I *think*, from reading the sources, both of those are correct already. If they aren't, I'd strongly urge you to fix it, as #1 is a problem for anyone using procmail and #2 is a problem for anyone with 'indexed' directories (including such new filesystems as reiserfs, and I assume FreeBSD's new hashed directories.)
We need to avoid using fcntl(). The Netapps support it, but file-locking over NFS is very, very poorly designed and we've had too much problems of various kinds before, with fcntl. We also don't like the idea of having thousands of fcntl locks at the same time ;P Instead, we've switched to the locking method described in the Linux open(2) manpage under O_EXCL. (We call it 'dot-locking', I'm not sure where the name came from.)
The actual implementation of that method is pretty simple, and I have a C version and a Python version hanging around here somewhere (the Python version is being used by GNU Mailman, last I looked.) If we're going to use dovecot, we will replace most, if not all, fcntl()s with dot-locking, the question is whether you want it contributed to dovecot :)
Every user's incoming mailbox is /var/spool/u/s/username. Other mailboxes are in /home/u/username/mail or /home/u/username/Mail (the second if the first does not exist.) We are not yet certain whether we want the inbox to be able to have subdir-mailboxes, as /var/spool and /home have different quotas and we urge people not to store their mail on /var/spool. (for one thing, it doesn't get backed-up.) We want these things to work without magical symlinks or empty files, because people _will_ delete them and cause unnecessary helpdesk calls :) Again, the question is mostly whether this is desirable in dovecot (or something enough like it to reduce local changes.)

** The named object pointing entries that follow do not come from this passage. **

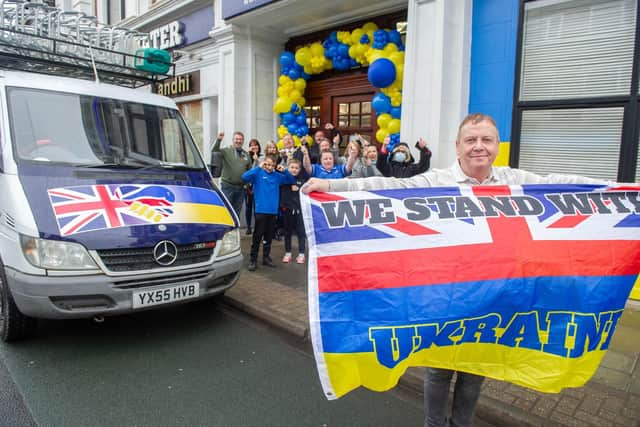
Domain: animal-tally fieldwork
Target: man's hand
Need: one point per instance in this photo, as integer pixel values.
(316, 184)
(353, 151)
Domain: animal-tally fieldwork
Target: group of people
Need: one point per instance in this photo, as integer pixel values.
(320, 168)
(268, 183)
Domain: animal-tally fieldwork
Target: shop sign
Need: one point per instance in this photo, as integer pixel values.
(182, 85)
(231, 8)
(167, 36)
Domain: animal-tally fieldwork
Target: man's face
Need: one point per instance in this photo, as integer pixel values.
(477, 147)
(287, 141)
(238, 141)
(267, 165)
(327, 160)
(294, 169)
(324, 145)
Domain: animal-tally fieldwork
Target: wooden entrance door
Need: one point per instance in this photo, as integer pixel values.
(345, 101)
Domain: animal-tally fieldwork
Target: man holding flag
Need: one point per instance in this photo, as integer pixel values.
(477, 145)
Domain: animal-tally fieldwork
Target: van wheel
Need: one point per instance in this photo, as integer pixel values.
(14, 325)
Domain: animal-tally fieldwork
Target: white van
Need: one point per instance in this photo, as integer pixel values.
(107, 205)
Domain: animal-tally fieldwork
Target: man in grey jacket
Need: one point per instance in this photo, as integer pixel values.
(476, 148)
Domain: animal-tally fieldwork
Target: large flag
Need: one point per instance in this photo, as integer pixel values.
(523, 283)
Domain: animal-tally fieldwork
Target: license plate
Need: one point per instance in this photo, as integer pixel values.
(165, 295)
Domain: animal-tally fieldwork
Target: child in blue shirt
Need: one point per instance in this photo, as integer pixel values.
(292, 212)
(266, 183)
(327, 169)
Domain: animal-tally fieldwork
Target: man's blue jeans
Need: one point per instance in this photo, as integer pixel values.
(436, 397)
(235, 195)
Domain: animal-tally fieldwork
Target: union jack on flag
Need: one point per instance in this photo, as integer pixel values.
(520, 283)
(95, 207)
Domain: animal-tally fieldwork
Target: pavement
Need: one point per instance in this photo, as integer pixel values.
(611, 398)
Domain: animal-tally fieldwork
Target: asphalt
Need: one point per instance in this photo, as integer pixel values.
(611, 398)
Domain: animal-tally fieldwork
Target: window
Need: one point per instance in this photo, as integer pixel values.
(577, 110)
(313, 115)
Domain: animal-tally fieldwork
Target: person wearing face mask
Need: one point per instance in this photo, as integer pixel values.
(399, 163)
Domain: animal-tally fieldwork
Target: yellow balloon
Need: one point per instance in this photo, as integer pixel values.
(384, 119)
(381, 134)
(300, 84)
(303, 56)
(294, 95)
(394, 126)
(283, 105)
(317, 49)
(283, 79)
(369, 27)
(397, 57)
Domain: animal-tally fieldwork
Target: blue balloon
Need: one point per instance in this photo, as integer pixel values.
(287, 59)
(295, 108)
(381, 103)
(288, 118)
(395, 112)
(395, 37)
(292, 128)
(382, 72)
(294, 74)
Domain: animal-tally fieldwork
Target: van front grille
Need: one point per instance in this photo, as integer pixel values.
(140, 259)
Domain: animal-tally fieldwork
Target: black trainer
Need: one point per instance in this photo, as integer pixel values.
(268, 262)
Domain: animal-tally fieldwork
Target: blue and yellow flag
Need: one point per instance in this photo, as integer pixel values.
(524, 283)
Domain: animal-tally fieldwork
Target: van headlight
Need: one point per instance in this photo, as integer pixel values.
(56, 255)
(230, 243)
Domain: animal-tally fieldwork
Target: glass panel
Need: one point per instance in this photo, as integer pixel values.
(572, 141)
(577, 49)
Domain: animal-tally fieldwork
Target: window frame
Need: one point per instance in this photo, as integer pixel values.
(628, 158)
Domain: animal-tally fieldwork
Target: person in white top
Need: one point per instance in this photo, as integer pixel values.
(476, 148)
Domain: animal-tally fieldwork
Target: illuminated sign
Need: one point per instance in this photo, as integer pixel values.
(182, 85)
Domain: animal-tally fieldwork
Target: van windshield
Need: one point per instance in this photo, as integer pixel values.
(87, 131)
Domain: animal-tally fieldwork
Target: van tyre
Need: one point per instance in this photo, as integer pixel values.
(14, 325)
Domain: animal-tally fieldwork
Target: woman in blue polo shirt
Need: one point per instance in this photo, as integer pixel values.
(327, 169)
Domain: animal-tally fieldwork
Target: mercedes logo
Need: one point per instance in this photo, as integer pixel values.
(165, 252)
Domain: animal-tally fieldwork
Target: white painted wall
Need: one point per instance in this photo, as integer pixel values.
(436, 76)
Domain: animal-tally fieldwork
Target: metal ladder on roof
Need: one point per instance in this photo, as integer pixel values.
(40, 38)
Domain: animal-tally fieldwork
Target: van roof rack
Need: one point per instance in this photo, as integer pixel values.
(39, 38)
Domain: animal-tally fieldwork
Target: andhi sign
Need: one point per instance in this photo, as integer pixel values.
(524, 284)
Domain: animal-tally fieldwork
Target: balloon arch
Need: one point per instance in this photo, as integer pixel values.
(382, 50)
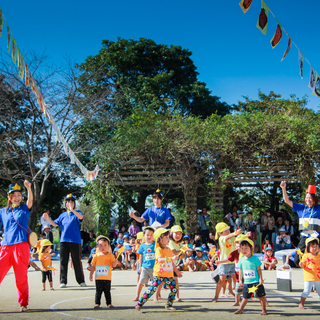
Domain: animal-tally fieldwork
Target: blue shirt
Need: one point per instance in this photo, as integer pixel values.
(156, 214)
(13, 233)
(148, 255)
(70, 227)
(249, 269)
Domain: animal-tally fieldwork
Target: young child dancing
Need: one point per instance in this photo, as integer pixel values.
(102, 262)
(147, 259)
(310, 263)
(163, 270)
(226, 244)
(250, 271)
(46, 264)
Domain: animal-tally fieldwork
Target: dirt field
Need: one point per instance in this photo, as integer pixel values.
(197, 291)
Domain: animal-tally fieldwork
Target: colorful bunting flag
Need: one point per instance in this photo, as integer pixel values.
(262, 23)
(14, 51)
(27, 76)
(1, 23)
(312, 81)
(245, 5)
(288, 48)
(20, 64)
(8, 38)
(276, 37)
(301, 57)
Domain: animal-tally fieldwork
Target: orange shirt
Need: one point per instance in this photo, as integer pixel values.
(311, 270)
(103, 264)
(164, 270)
(46, 260)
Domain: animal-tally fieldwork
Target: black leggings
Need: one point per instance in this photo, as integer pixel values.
(103, 286)
(45, 275)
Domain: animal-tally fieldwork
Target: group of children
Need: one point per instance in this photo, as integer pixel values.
(161, 255)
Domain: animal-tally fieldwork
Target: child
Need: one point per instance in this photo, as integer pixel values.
(176, 238)
(188, 261)
(269, 260)
(310, 263)
(103, 261)
(250, 271)
(234, 256)
(226, 246)
(147, 259)
(201, 259)
(163, 270)
(46, 264)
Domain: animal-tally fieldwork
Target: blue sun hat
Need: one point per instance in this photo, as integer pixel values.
(13, 188)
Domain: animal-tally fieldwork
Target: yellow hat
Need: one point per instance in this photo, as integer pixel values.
(248, 240)
(220, 227)
(159, 232)
(139, 235)
(311, 239)
(176, 229)
(241, 237)
(45, 242)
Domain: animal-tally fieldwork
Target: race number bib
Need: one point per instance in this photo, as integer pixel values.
(249, 274)
(150, 256)
(102, 271)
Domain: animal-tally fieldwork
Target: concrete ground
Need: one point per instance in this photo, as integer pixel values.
(196, 289)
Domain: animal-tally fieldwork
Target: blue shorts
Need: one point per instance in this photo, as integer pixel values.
(227, 269)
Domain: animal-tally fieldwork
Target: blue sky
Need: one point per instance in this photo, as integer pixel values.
(232, 56)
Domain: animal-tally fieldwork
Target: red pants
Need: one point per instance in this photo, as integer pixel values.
(17, 256)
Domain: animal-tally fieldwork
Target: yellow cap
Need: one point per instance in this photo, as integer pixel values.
(159, 232)
(248, 240)
(220, 227)
(45, 242)
(311, 239)
(176, 229)
(139, 235)
(241, 237)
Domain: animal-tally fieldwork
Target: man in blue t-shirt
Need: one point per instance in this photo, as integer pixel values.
(158, 216)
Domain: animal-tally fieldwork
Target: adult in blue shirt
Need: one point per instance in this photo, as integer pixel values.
(158, 216)
(309, 215)
(15, 249)
(70, 240)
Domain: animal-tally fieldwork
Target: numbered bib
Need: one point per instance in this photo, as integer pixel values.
(102, 271)
(249, 274)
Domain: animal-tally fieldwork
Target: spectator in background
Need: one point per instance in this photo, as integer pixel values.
(203, 218)
(133, 229)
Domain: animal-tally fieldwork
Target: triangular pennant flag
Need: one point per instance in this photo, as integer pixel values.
(27, 76)
(312, 81)
(316, 91)
(1, 23)
(8, 38)
(245, 5)
(288, 48)
(276, 37)
(262, 23)
(20, 64)
(301, 57)
(14, 51)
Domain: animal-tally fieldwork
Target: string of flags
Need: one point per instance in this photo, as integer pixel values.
(25, 75)
(262, 25)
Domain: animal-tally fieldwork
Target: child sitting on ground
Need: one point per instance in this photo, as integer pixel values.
(250, 271)
(269, 260)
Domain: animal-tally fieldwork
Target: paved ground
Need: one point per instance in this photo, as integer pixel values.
(197, 291)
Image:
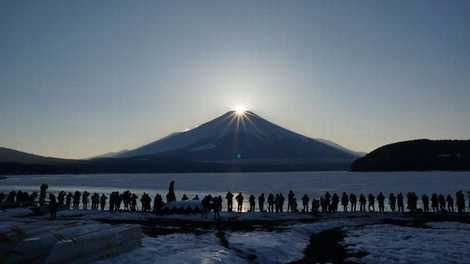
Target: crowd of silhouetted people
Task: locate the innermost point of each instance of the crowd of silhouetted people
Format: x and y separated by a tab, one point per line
272	202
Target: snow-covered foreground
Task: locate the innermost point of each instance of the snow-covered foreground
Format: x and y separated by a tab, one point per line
444	242
255	237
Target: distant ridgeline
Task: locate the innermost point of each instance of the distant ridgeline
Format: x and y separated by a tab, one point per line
13	162
231	142
417	155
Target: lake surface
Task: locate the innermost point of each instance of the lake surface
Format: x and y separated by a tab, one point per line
312	183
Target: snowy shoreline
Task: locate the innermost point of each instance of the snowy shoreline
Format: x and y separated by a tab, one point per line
273	238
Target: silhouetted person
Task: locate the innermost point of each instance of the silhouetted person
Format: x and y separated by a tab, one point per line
217	207
460	201
412	201
229	198
133	203
76	200
171	197
371	200
434	202
145	202
95	201
392	201
126	199
334	203
270	203
207	205
85	199
103	199
381	201
53	206
327	201
158	203
400	203
33	197
252	202
425	200
344	201
323	205
315	205
261	202
42	195
277	203
353	201
281	202
68	200
442	202
61	198
290	198
450	203
305	202
239	199
294	205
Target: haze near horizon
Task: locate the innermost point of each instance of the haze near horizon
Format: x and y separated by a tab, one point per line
82	79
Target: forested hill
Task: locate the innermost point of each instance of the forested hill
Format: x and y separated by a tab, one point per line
417	155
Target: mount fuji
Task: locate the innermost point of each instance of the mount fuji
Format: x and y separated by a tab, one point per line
242	137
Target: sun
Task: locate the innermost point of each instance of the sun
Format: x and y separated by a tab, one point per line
240	110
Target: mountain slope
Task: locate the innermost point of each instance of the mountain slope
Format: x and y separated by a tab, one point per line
235	137
15	156
422	154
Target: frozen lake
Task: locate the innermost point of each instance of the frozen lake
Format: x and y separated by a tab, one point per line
312	183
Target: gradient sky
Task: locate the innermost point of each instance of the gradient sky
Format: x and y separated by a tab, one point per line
80	78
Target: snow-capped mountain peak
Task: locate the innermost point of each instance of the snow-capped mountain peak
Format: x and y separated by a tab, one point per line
235	135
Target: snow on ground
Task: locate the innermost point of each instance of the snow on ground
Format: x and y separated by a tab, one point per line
445	242
178	248
269	247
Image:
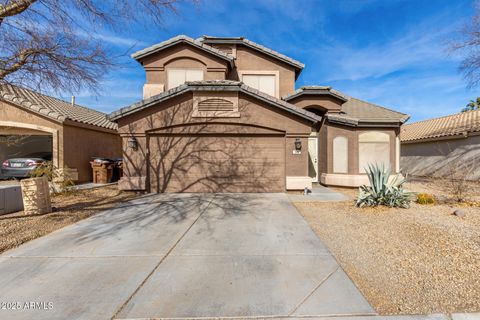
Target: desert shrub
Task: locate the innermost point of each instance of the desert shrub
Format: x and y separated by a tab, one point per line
59	182
426	198
382	190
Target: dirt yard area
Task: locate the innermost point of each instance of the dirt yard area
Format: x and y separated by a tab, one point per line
18	228
405	261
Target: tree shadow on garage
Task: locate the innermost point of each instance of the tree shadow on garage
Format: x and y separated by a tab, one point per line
182	153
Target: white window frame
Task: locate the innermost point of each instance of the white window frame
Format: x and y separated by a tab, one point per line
182	69
275	73
336	154
373	137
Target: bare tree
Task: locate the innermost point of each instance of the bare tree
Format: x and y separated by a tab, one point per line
468	46
49	43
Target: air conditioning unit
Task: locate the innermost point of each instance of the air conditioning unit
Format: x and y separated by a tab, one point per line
10	199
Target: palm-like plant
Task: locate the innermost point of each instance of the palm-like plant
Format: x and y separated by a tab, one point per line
472	105
383	190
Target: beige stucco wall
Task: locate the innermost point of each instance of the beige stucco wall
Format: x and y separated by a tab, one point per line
323	103
251	60
444	158
84	143
182	56
330	131
72	146
255	117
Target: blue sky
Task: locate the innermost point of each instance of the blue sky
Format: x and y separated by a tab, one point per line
390	52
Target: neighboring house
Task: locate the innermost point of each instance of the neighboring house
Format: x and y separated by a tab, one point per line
33	123
222	115
443	147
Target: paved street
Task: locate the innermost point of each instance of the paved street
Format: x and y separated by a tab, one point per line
181	255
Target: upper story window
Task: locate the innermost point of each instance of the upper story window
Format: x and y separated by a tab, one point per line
264	81
177	77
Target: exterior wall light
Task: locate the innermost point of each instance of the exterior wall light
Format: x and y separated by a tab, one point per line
298	145
132	143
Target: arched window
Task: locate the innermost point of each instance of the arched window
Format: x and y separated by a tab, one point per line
340	155
373	147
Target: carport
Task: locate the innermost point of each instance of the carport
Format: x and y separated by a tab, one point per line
68	134
17	143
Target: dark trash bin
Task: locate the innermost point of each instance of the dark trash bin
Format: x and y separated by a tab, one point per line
102	170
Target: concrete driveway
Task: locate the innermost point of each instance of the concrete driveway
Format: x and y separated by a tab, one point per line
180	255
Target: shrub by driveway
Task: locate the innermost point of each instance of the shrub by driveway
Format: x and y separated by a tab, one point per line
417	260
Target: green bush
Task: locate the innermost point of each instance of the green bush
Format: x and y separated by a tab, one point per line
425	198
381	191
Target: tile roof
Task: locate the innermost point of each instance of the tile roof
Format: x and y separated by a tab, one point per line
354	112
182	39
453	125
313	90
241	40
366	112
53	108
213	85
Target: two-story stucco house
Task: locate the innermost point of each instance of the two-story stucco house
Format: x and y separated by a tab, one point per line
222	115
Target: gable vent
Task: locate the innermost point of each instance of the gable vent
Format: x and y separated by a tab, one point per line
215	105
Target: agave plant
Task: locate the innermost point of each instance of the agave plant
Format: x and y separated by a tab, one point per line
383	190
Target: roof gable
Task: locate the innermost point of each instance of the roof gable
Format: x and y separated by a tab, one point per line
185	40
214	85
53	108
316	90
253	45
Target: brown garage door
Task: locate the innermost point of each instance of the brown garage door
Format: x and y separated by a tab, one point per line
207	163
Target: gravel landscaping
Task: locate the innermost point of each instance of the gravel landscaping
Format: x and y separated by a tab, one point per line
18	228
406	261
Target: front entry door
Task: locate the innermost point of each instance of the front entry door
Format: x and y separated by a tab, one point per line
313	158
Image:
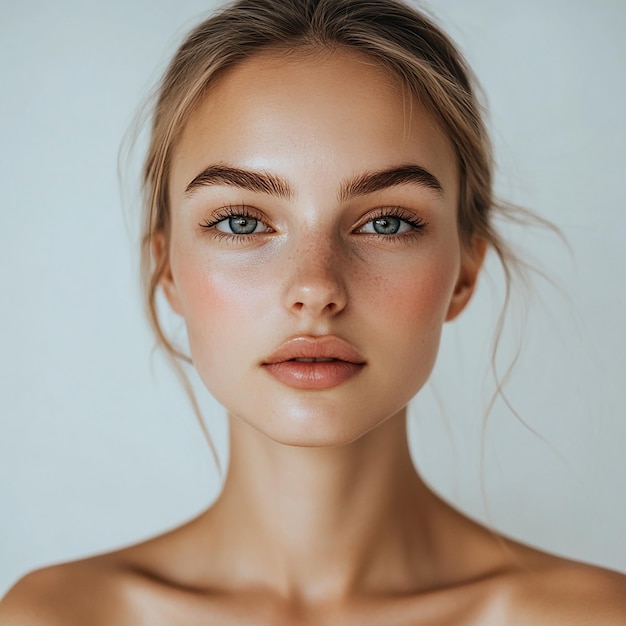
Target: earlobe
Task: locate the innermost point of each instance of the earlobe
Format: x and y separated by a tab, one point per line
163	270
471	264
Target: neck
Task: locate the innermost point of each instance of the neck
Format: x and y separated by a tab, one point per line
326	522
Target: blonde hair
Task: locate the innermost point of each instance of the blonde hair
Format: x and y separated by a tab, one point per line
400	38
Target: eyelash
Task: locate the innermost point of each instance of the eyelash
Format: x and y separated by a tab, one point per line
417	223
226	213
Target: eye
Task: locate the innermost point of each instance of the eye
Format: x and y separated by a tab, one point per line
386	225
235	222
241	225
389	224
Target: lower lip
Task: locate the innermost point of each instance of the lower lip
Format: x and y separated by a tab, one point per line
317	375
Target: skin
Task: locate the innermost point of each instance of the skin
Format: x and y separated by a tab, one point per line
323	519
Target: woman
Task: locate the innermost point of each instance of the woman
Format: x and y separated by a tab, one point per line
319	203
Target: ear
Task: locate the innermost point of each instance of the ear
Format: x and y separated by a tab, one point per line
160	250
471	262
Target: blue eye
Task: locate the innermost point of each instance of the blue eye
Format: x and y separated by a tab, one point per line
238	225
387	225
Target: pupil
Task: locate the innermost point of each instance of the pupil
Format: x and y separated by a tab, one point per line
387	225
242	225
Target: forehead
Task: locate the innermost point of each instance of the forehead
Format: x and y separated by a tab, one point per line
330	113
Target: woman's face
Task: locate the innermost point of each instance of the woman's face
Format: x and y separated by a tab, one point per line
314	216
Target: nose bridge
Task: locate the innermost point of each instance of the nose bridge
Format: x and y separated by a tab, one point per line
316	273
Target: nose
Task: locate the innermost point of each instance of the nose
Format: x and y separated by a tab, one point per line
315	279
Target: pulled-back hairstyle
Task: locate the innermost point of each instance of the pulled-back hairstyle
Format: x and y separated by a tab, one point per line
390	32
404	41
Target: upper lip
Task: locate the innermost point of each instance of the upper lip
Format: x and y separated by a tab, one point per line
308	347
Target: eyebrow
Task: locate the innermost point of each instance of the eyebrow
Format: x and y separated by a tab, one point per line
261	182
363	184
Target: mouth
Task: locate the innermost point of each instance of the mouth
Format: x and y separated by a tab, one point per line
314	362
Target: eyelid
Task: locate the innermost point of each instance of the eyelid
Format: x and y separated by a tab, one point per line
410	217
226	212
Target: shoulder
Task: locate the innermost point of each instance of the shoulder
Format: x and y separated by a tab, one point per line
567	593
92	592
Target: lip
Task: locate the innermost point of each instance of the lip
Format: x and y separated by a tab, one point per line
345	364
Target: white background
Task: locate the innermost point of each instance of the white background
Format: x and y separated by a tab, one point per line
98	445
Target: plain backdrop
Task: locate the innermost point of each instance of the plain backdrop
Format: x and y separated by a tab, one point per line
98	445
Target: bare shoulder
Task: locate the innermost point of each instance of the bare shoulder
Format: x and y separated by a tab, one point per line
135	585
559	591
93	591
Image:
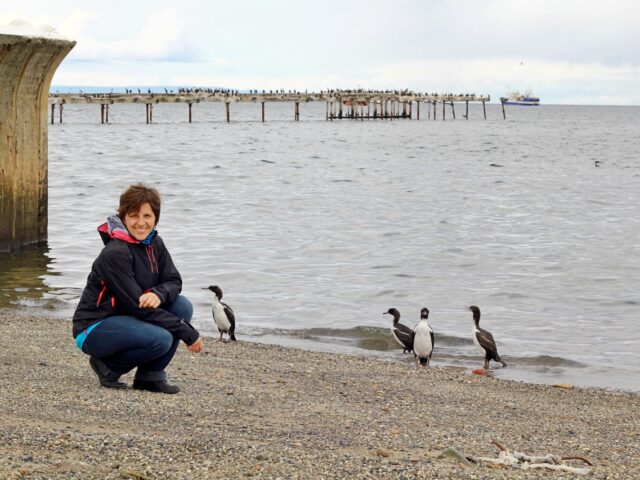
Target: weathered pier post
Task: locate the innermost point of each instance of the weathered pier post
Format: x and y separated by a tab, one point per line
27	64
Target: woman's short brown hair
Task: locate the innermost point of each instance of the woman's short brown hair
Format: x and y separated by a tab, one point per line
137	195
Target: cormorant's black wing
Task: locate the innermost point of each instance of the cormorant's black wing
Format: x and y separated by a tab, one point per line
433	343
486	341
232	320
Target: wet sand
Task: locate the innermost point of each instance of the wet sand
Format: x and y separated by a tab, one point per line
252	410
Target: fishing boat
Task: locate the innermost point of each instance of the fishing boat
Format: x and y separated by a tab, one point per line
517	98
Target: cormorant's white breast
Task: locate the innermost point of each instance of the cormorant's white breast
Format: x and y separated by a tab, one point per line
423	341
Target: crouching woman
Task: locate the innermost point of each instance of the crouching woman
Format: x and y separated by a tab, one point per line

We have over 300k mailboxes at the moment. We expect that number to keep growing. The indexer process (as described by design.txt) does not sound as a good idea in our case :) How necessary is it, really ? Especially since we do not expect more than 10% of those mailboxes to be actually used by IMAP, not even once. If disabling the indexer completely just means longer startup times for IMAP sessions, we can live with that.
The UW-IMAP maildir patch stores UID's in the indiviual filenames, using a 'U' flag. Will this interfere with dovecot ? We don't really need dovecot and UW-IMAP to share UIDs, but we would like to have an as painless transition as possible, without having to rename millions of files to remove the U flag and other flags :P It would also be nice to keep pine using the existing maildir patch, even though very few IMAP-users would use pine.
Would dovecot scale, architecturally speaking, to 500k+ active mailboxes ? The amount of hardware is not really an issue, we can add a lot of machines (off-the-shelve intel hadware) to each cluster, but if each dovecot process has to load in an index of all possible mailboxes... that would be a problem. Doing an inordinate number of file-accesses over NFS would also be a problem, but I haven't seen any indication of that in the source, yet.
In case it wasn't clear yet, I'm very happy to have found dovecot. The lack of a decent mbox IMAP server has always dismayed me, let alone an mbox+maildir one :) I should also point out that even though XS4ALL is a commercial company, we would contribute our changes even if the licence didn't require it, and we want to contribute them back the way you want them, not necessarily the way it's easiest for us. We have a lot of experience with opensource software, as a simple google on my name should indicate ;P
Regards,
Thomas Wouters <thomas@xs4all.net>
Hi! I'm a .signature virus! copy me into your .signature file to help me spread!